STOR 445 Stochastic Models in Operations Research (3) -
Prerequisite: BIOS 160 or STAT 126. Introduction to Markov chains, Poisson process, continuous-time Markov chains, renewal theory. Applications to queueing systems inventory, and reliability, with emphasis on systems modeling, design, and control. Spring. Kulkarni, Stidham.
STOR 515 Computational Mathematics for Decision Sciences (3) -
Prerequisite: permission of instructor. Reviews basic mathematical and computational theory required for analyzing models that arise in operations research, management science, and other policy sciences. Solution techniques that integrate existing software into student-written computer programs will be emphasized. Fall. Tolle.

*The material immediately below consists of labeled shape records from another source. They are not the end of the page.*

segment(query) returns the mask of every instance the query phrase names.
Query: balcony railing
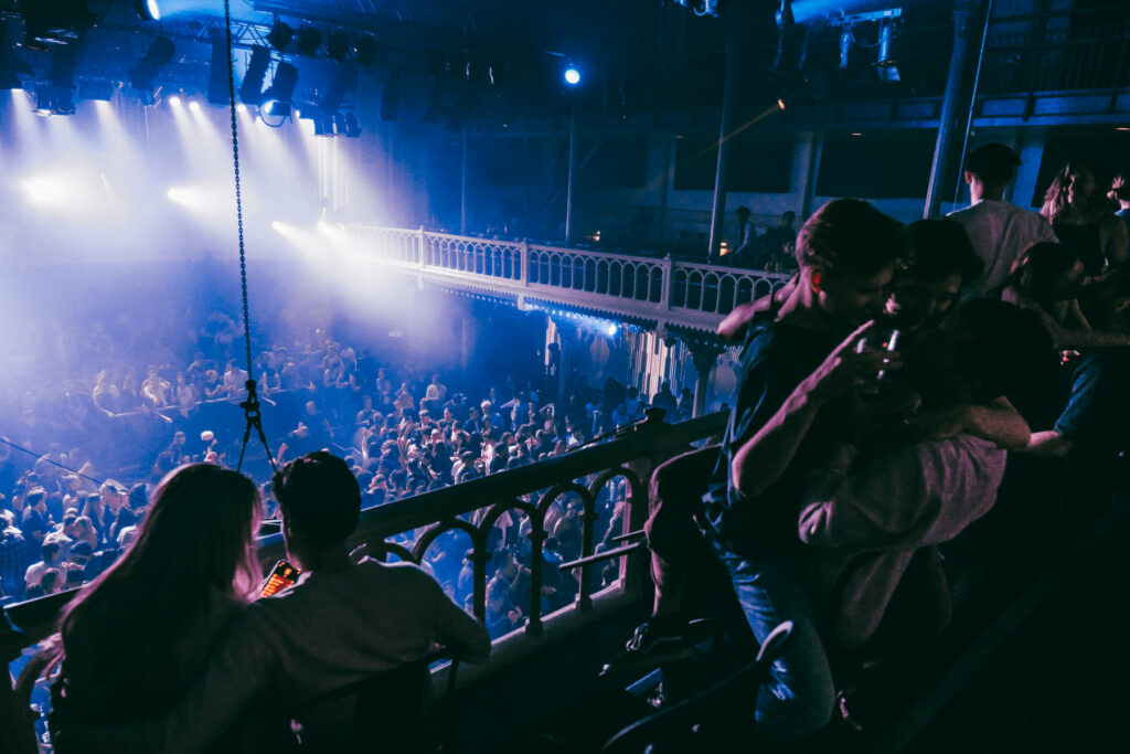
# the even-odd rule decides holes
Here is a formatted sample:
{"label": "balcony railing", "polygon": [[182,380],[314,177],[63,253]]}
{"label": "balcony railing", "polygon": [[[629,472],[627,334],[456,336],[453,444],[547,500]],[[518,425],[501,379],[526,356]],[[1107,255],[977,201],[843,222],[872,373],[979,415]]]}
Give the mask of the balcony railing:
{"label": "balcony railing", "polygon": [[356,251],[444,284],[522,301],[596,310],[617,319],[713,330],[734,306],[788,275],[527,241],[345,225]]}
{"label": "balcony railing", "polygon": [[[540,461],[527,467],[503,471],[424,495],[408,497],[362,512],[349,546],[367,545],[371,555],[394,556],[399,560],[423,563],[436,540],[446,532],[459,532],[467,538],[473,566],[472,612],[486,619],[490,532],[495,523],[508,513],[515,520],[528,519],[530,595],[524,610],[529,616],[524,627],[511,632],[498,642],[490,662],[464,673],[468,678],[489,673],[493,667],[508,664],[534,651],[542,634],[555,632],[555,625],[568,626],[599,619],[607,612],[637,601],[644,592],[646,569],[634,562],[641,554],[629,554],[620,564],[619,578],[603,589],[594,587],[592,564],[579,566],[580,583],[576,600],[550,616],[541,614],[542,545],[550,536],[546,529],[546,514],[565,495],[575,495],[582,505],[581,555],[592,555],[596,549],[594,531],[598,522],[598,497],[611,480],[626,480],[627,495],[623,517],[623,534],[637,530],[647,515],[647,479],[652,469],[663,460],[681,452],[690,443],[720,434],[725,426],[725,414],[712,414],[688,422],[670,425],[646,422],[633,427],[625,436],[591,448]],[[407,536],[407,539],[406,539]],[[394,538],[401,541],[393,541]],[[282,538],[272,535],[260,539],[260,560],[264,565],[282,555]],[[0,644],[27,647],[49,635],[55,625],[59,610],[73,592],[63,592],[19,603],[7,608],[10,621],[23,634],[0,634]],[[565,627],[565,631],[568,629]]]}

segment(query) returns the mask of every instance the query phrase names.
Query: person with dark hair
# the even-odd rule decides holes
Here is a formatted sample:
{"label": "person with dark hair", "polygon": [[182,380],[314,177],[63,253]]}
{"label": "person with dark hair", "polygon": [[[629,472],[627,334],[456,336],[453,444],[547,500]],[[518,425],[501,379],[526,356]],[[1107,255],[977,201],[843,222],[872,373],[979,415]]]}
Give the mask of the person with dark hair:
{"label": "person with dark hair", "polygon": [[740,267],[751,267],[757,255],[757,229],[749,222],[748,207],[738,207],[733,216],[738,218],[738,241],[733,244],[730,260]]}
{"label": "person with dark hair", "polygon": [[[766,738],[802,736],[831,719],[831,670],[812,608],[793,573],[800,552],[796,515],[803,470],[823,457],[831,440],[817,422],[820,408],[852,392],[860,375],[897,366],[897,354],[866,347],[873,322],[858,326],[879,313],[906,252],[902,224],[855,199],[825,205],[801,227],[797,285],[780,311],[747,311],[740,326],[740,382],[721,447],[677,457],[652,476],[655,497],[645,530],[657,584],[653,618],[636,629],[625,656],[610,667],[631,667],[657,648],[677,645],[687,617],[695,617],[681,605],[664,604],[692,591],[688,578],[709,575],[699,563],[703,548],[688,537],[695,518],[755,639],[764,641],[783,621],[794,625],[793,644],[756,700]],[[699,508],[695,493],[703,492],[704,473]]]}
{"label": "person with dark hair", "polygon": [[[1130,415],[1125,379],[1130,375],[1130,335],[1092,329],[1077,296],[1084,291],[1083,261],[1066,246],[1040,243],[1020,259],[1001,298],[1038,314],[1054,348],[1079,349],[1064,367],[1067,407],[1051,428],[1032,436],[1031,450],[1040,454],[1066,456],[1086,442],[1103,456],[1116,452],[1124,439],[1124,419]],[[1130,306],[1122,298],[1121,309]],[[1046,388],[1045,388],[1046,390]],[[1040,402],[1062,406],[1062,389],[1052,389],[1054,399]],[[1038,399],[1037,399],[1038,400]],[[1034,424],[1048,427],[1037,402]]]}
{"label": "person with dark hair", "polygon": [[981,145],[965,156],[971,203],[948,217],[965,228],[984,262],[984,277],[972,286],[975,294],[1000,286],[1025,249],[1055,240],[1046,219],[1005,200],[1005,190],[1019,165],[1020,157],[998,142]]}
{"label": "person with dark hair", "polygon": [[[51,716],[56,751],[94,751],[84,743],[89,726],[154,718],[181,699],[261,579],[260,512],[254,483],[236,471],[197,463],[165,477],[130,548],[63,608],[44,655],[62,660]],[[106,736],[110,749],[155,740]]]}
{"label": "person with dark hair", "polygon": [[951,219],[918,220],[906,226],[910,261],[890,285],[885,312],[899,330],[933,327],[949,311],[962,287],[981,276],[965,229]]}
{"label": "person with dark hair", "polygon": [[973,300],[904,350],[893,383],[854,401],[851,425],[870,431],[842,434],[809,475],[798,523],[800,538],[820,548],[810,554],[838,645],[859,649],[875,635],[916,556],[936,575],[915,581],[915,615],[904,617],[920,635],[940,633],[949,598],[933,546],[992,508],[1005,474],[1007,453],[997,443],[964,431],[916,436],[911,413],[989,405],[1024,388],[1050,350],[1031,312]]}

STOR 355-STATISTICAL METHODS I (3)
Prerequisite: STOR 155 or equivalent. Some familiarity with matrix algebra recommended, but not required. This course presents regression analysis and related techniques, and is recommended for students throughout the natural and social sciences who are interested in applying regression analysis in their research and/or understanding the statistical concepts underlying the methodology. The topics include simple and multiple linear regression, matrix representation of the regression model, statistical inferences for regression model, diagnostics and remedies for multicollinearity, outlier and influential cases, polynomial regression and interaction regression models, model selection, weighted least square procedure for unequal error variances, and ANOVA model and test. Statistical software SAS will be used throughout the course to demonstrate how to apply the techniques on real data. The main purposes of this courses is to let students know how to use regression methods properly in data analysis and lay the foundation for more advanced studies in statistics. Fall. Zhu.
STOR 356- STATISTICAL METHODS II (3)
Prerequisite: STOR 355. Topics selected from: design of experiments; sample surveys; nonparametrics; time-series; multivariate analysis; contingency tables; logistic regression; simulation. Use of statistical software packages. Spring. Piparis, Smith.
STOR 358- SAMPLE SURVEY METHODOLOGY (BIOS 664) (3)
Prerequisite: STOR 356 or equivalent. Principles and methods associated with survey sampling, including simple random sampling, stratified sampling and cluster sampling. Questionnaire design, problems of nonresponse, sources of nonsampling errors.Design, execution, and analysis of an actual survey. Spring. Kalsbeek. (3)
STOR 435- INTRODUCTION TO PROBABILITY (MATH 535) (3)
Prerequisite: MATH 233. Introduction to mathematical theory of probability covering random variables, moments, binomial, Poisson, normal and related distributions, generating functions, sums and sequences of random variables, and statistical applications. Fall and Spring. Budhiraja, Nobel.
STOR 555- MATHEMATICAL STATISTICS (3)
Prerequisite, STOR 435 or equivalent. Functions of random samples and their probability distributions; introductory theory of point and interval estimation and of hypothesis testing; elementary decision theory. Fall and Spring. Carlstein, Kelly.